Cerebras Systems is known for its avant-garde chip designs. The chipmaker has once again managed to turn heads with the announcement of Wafer Scale Engine 2 (WSE 2), the world’s largest chip, based on 7nm process node.
Measuring roughly around 46,225 mm square (50 times the size of the largest GPU) and a processor with almost one million cores (850,000), WSE2 is a 123x improvement over the Ampere A100, NVIDIA’s largest GPU with 54 billion transistors and 7,433 cores.
When the semiconductor industry is striving to build smaller components, the introduction of the Wafer Scale Engine (WSE 1) caught everyone off-guard. Cerebras Systems has designed and manufactured the largest chip exclusively for optimised deep learning. Deep learning is one of the most computationally intensive workloads. Moreover, DL is quite time-consuming as it uses multiple layer loops to extract higher-level features from the raw input. The only way to reduce training time is to cut down the time taken for inputs to pass through multiple layer loops, which can be achieved by increasing the number of cores to increase calculation speed. The Wafer Scale Engine was built to address this need.
Two years ago, Cerebras challenged Moore’s Law with the Cerebras Wafer Scale Engine (WSE). The previous generation of WSE chip with 1.2 trillion transistors trounced Moore’s law by a huge margin. Moore’s Law states that the number of transistors on a microchip doubles every two years, while the cost of computers is halved.
So, what’s the catch?
According to Our World Data, till 2019, the next largest transistor count for a microprocessor is AMD’s Epyc Rome processor with 39.54 billion transistors. WSE might as well be the tipping point for the semiconductor industry bringing forth a new era of AI chips which quadruple the number of transistors every year. The newly developed AI chip WSE 2 with 2.6 trillion transistors is proof of that possibility.
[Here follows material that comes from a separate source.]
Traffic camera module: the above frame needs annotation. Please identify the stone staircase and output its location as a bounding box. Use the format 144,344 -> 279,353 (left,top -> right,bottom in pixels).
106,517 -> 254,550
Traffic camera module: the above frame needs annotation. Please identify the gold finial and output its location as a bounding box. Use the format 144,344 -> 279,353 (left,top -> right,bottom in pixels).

So, what was the purpose of introducing a big chip? Was it just to prove Moore’s Law was wrong? The answer is much more practical. According to Andre Feldman, co-founder and CEO of Cerebras Systems, the logic behind the size of WSE is quite simple. Usually, a large amount of data is required to accelerate AI, and the processing speed is crucial.
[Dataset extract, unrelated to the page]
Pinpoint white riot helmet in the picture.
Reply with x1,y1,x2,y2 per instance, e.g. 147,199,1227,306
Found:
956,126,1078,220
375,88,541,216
Size has always been a limitation in machine learning processors, but everything changed when Cerebras introduced its revolutionary design. By building a wafer-scale chip on a single piece of silicon, Cerebras avoided all the performance issues like slow off-chip communication, low memory bandwidth, distant memory etc. Since memory is a crucial component, its placement affects the processor drastically; the closer it is, the faster the calculations and consumes less power while moving data. High-performance deep learning requires each core to operate at optimum, which requires close collaboration and proximity between the core and memory.
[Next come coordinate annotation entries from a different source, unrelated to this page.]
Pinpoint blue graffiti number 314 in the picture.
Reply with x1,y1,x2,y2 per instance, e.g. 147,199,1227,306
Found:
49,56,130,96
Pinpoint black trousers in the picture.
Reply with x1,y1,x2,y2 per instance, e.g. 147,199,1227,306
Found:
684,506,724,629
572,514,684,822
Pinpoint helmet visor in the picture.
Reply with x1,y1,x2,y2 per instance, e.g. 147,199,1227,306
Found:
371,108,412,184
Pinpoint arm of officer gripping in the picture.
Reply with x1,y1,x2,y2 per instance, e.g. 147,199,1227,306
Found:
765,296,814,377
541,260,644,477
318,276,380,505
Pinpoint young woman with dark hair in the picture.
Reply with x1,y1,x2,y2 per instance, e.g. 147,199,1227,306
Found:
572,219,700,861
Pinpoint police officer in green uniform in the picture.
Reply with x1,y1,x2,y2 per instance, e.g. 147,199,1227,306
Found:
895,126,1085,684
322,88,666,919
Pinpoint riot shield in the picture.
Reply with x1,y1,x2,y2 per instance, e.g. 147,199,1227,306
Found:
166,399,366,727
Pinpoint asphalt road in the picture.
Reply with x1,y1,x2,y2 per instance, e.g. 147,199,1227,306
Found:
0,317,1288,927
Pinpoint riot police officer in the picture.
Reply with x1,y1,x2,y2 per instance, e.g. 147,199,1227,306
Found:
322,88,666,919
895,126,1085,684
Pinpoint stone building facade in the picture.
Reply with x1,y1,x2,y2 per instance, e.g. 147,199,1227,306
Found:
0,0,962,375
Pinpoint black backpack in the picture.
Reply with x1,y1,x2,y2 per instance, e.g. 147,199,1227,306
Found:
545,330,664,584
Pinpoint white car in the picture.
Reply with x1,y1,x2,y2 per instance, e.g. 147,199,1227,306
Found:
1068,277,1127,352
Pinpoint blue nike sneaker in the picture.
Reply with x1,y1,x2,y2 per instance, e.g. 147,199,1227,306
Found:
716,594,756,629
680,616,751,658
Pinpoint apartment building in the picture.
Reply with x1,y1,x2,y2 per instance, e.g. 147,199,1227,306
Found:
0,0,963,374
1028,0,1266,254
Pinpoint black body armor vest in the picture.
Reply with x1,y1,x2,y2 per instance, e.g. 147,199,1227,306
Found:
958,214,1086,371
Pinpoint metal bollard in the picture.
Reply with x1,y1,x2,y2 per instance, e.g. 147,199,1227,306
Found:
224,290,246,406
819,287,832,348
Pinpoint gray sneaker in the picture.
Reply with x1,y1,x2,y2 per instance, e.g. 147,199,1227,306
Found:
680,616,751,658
In other words, the WSE achieved cluster-scale performance without the penalties of building large clusters and the limitations of distributed training. The Cerebras WSE-2 currently powers the CS-2 system. The new processor has 2.6 trillion transistors with 850,000 AI cores; all packed onto a single silicon wafer to deliver leading AI compute density at unprecedented low latencies. It accelerated deep learning to compute and reduced the time it took to train models, enabling the task to be completed in a few minutes. Cerebras WSE-2 has pushed past the barriers in AI chip development, ushering in a change in AI chips design and performance.